Abstract:
The Modelling and Simulation of land cover change are fundamental to the evaluation of successive environmental effects. In modelling several factors that are interacting with each other at the local or micro level in a non-linear way. In this research, an attempt has been made to predict urban growth by using the
cellular automata- Markov model to predict the urban growth of Rohtak city. Rohtak is one of the 8 priority towns of the NCR region, and it lies 70 km from Delhi. The method applied for this research consists of the following steps. Started with the collection of remote sensing data from 1985 to 2022 and supervised
classification was performed. From analysis, aerial increase and direction of growth were determined. The change analysis on Terrset Geospatial Monitoring and Modelling system gain and losses from 1995 to 2021 was calculated.
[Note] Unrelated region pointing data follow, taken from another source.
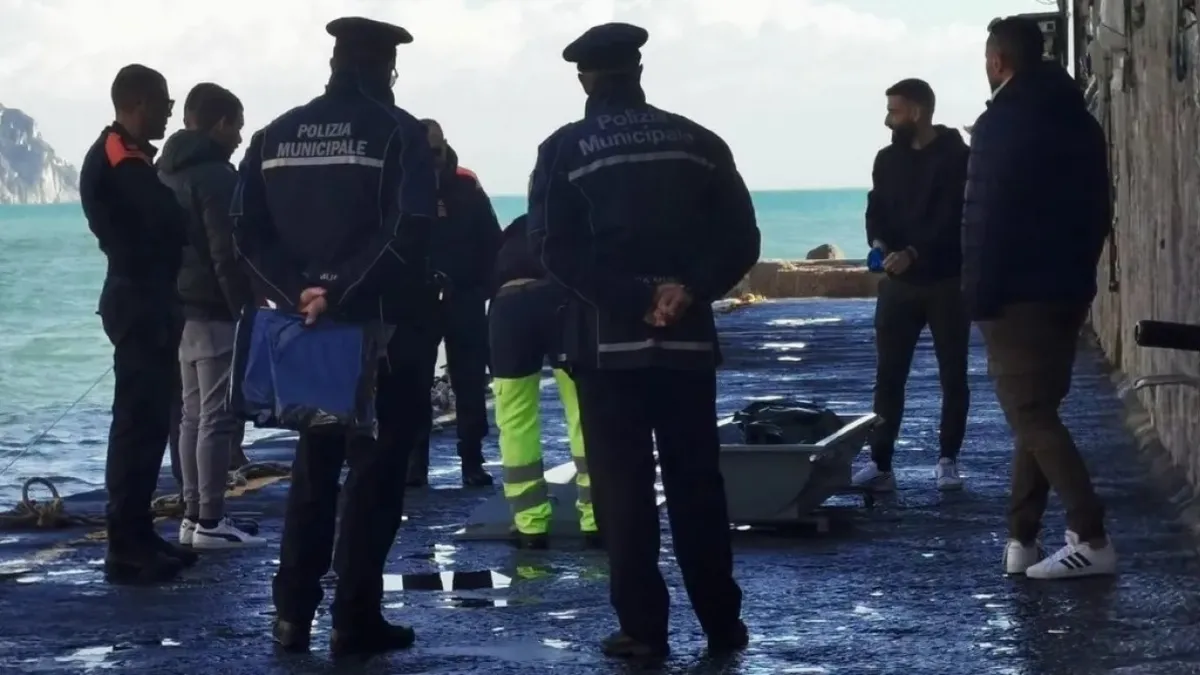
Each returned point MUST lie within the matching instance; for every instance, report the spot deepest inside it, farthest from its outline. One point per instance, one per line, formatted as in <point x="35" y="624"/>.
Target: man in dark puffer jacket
<point x="1036" y="214"/>
<point x="463" y="245"/>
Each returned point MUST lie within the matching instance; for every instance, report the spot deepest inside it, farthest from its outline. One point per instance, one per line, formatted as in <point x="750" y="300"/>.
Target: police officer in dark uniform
<point x="333" y="217"/>
<point x="642" y="215"/>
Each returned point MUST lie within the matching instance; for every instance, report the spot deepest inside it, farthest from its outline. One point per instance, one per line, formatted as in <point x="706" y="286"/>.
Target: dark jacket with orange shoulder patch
<point x="139" y="225"/>
<point x="467" y="234"/>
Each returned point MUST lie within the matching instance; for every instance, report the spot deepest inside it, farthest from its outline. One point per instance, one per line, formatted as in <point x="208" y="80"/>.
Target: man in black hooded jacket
<point x="913" y="216"/>
<point x="463" y="246"/>
<point x="213" y="291"/>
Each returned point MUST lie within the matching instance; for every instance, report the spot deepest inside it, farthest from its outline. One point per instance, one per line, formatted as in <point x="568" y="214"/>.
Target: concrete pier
<point x="911" y="586"/>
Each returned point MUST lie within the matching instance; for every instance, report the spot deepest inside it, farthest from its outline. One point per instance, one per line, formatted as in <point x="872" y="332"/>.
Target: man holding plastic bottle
<point x="913" y="221"/>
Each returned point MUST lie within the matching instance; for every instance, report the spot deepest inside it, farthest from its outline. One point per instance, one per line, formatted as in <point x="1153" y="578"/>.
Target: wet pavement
<point x="913" y="585"/>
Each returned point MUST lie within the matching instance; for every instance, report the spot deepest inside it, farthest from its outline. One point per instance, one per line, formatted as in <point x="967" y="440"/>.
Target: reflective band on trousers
<point x="535" y="495"/>
<point x="523" y="471"/>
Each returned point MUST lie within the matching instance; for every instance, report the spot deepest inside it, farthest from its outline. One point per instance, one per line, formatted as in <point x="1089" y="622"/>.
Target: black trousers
<point x="522" y="328"/>
<point x="372" y="505"/>
<point x="145" y="368"/>
<point x="624" y="413"/>
<point x="177" y="414"/>
<point x="901" y="312"/>
<point x="463" y="326"/>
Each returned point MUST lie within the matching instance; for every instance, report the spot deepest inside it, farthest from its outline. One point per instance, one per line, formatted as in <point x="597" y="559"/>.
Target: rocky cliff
<point x="30" y="172"/>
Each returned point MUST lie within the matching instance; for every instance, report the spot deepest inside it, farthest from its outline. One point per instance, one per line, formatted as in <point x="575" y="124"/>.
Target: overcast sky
<point x="796" y="87"/>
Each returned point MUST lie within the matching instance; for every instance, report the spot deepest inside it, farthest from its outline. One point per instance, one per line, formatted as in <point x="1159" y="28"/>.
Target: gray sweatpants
<point x="207" y="428"/>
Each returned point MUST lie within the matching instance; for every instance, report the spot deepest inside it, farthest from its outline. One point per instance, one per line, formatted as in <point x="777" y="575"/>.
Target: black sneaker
<point x="378" y="639"/>
<point x="142" y="565"/>
<point x="474" y="476"/>
<point x="183" y="555"/>
<point x="619" y="645"/>
<point x="292" y="638"/>
<point x="532" y="542"/>
<point x="732" y="640"/>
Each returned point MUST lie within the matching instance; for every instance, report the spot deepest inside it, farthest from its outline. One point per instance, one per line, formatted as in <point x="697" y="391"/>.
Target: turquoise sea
<point x="54" y="358"/>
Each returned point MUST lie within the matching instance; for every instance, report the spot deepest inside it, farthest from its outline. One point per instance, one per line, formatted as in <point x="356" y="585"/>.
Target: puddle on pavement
<point x="460" y="586"/>
<point x="479" y="580"/>
<point x="441" y="554"/>
<point x="101" y="657"/>
<point x="73" y="577"/>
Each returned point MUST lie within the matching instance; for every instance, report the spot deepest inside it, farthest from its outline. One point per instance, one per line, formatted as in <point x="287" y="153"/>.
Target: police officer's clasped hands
<point x="312" y="304"/>
<point x="671" y="300"/>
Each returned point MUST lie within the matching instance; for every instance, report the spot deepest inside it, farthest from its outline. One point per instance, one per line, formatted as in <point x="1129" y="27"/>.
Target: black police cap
<point x="358" y="31"/>
<point x="612" y="46"/>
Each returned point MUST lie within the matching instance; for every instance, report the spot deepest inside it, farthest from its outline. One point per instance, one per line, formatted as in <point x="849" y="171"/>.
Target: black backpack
<point x="784" y="422"/>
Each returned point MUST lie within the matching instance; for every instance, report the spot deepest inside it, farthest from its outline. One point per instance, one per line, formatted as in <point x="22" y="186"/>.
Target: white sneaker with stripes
<point x="1077" y="560"/>
<point x="1019" y="557"/>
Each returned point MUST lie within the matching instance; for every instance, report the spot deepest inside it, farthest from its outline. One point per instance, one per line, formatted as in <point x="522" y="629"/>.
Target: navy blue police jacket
<point x="340" y="193"/>
<point x="623" y="199"/>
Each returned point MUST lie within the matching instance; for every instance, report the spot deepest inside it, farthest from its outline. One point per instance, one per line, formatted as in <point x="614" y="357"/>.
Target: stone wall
<point x="1153" y="120"/>
<point x="809" y="279"/>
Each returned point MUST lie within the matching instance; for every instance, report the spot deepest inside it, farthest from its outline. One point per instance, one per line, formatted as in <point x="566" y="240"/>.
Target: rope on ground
<point x="37" y="438"/>
<point x="52" y="514"/>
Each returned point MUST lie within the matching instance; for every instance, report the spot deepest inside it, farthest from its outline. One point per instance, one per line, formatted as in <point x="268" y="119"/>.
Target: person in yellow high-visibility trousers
<point x="522" y="335"/>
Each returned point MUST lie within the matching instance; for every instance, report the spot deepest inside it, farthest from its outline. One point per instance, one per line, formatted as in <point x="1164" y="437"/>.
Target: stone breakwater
<point x="809" y="279"/>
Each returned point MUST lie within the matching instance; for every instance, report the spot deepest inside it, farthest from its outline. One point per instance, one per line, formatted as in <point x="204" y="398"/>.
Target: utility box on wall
<point x="1054" y="33"/>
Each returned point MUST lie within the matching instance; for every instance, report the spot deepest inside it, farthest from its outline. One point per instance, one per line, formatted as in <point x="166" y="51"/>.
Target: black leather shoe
<point x="292" y="638"/>
<point x="532" y="542"/>
<point x="143" y="565"/>
<point x="474" y="476"/>
<point x="619" y="645"/>
<point x="367" y="641"/>
<point x="732" y="640"/>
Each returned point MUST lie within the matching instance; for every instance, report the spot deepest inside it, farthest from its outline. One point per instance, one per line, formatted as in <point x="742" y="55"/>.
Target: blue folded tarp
<point x="287" y="375"/>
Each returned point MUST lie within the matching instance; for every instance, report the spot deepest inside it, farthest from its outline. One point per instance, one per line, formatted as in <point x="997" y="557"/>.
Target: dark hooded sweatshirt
<point x="1038" y="202"/>
<point x="515" y="258"/>
<point x="211" y="285"/>
<point x="916" y="201"/>
<point x="467" y="233"/>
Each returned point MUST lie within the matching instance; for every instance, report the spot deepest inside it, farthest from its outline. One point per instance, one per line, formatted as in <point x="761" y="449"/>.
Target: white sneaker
<point x="1075" y="560"/>
<point x="947" y="475"/>
<point x="225" y="536"/>
<point x="871" y="478"/>
<point x="1019" y="557"/>
<point x="186" y="531"/>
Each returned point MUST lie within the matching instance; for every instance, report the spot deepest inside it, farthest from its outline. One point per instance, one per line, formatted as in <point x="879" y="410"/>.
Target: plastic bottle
<point x="875" y="260"/>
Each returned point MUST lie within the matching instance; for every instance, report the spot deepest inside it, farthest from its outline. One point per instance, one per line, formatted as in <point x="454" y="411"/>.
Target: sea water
<point x="54" y="358"/>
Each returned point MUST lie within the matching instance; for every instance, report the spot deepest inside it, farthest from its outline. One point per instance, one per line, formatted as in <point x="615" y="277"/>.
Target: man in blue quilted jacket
<point x="1036" y="214"/>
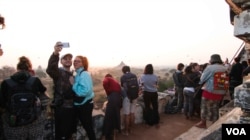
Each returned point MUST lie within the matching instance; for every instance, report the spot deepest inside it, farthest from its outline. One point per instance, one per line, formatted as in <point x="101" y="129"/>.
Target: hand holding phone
<point x="65" y="44"/>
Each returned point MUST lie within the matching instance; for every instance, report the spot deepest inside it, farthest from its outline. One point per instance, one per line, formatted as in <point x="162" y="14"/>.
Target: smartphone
<point x="65" y="44"/>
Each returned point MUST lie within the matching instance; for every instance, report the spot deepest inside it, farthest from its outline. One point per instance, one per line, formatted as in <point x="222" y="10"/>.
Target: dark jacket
<point x="20" y="77"/>
<point x="62" y="87"/>
<point x="191" y="80"/>
<point x="178" y="79"/>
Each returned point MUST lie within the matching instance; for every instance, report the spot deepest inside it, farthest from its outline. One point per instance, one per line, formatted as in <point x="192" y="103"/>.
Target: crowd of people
<point x="196" y="91"/>
<point x="73" y="95"/>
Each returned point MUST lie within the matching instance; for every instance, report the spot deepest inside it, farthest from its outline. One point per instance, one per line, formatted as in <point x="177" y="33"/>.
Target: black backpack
<point x="23" y="105"/>
<point x="171" y="106"/>
<point x="132" y="87"/>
Map transition from the vegetation to built up, barren to built up and water to built maps
were created. From literature parameters such as distance from CBD, distance from roads, distance from the district centre, population density and environmental factors were selected. These are variable parameters with the static role and their Euclidean distance was created on maps. Run the transition sub-model with 4
hidden and with 15,000 iterations. As a result, generation map transition potential was created. A probability matrix with built-up, water, vegetation and barren land according to their weightage. Markov model used on these transition potential maps and prediction map with defined years can be created. As an outcome, we
get projected transition potential and projected land cover. Validation is done with a comparison with the previous map and false positives were determined. From the analysis, we get vegetation is changing to built up at a rapid pace and need attention so that environment can be conserved.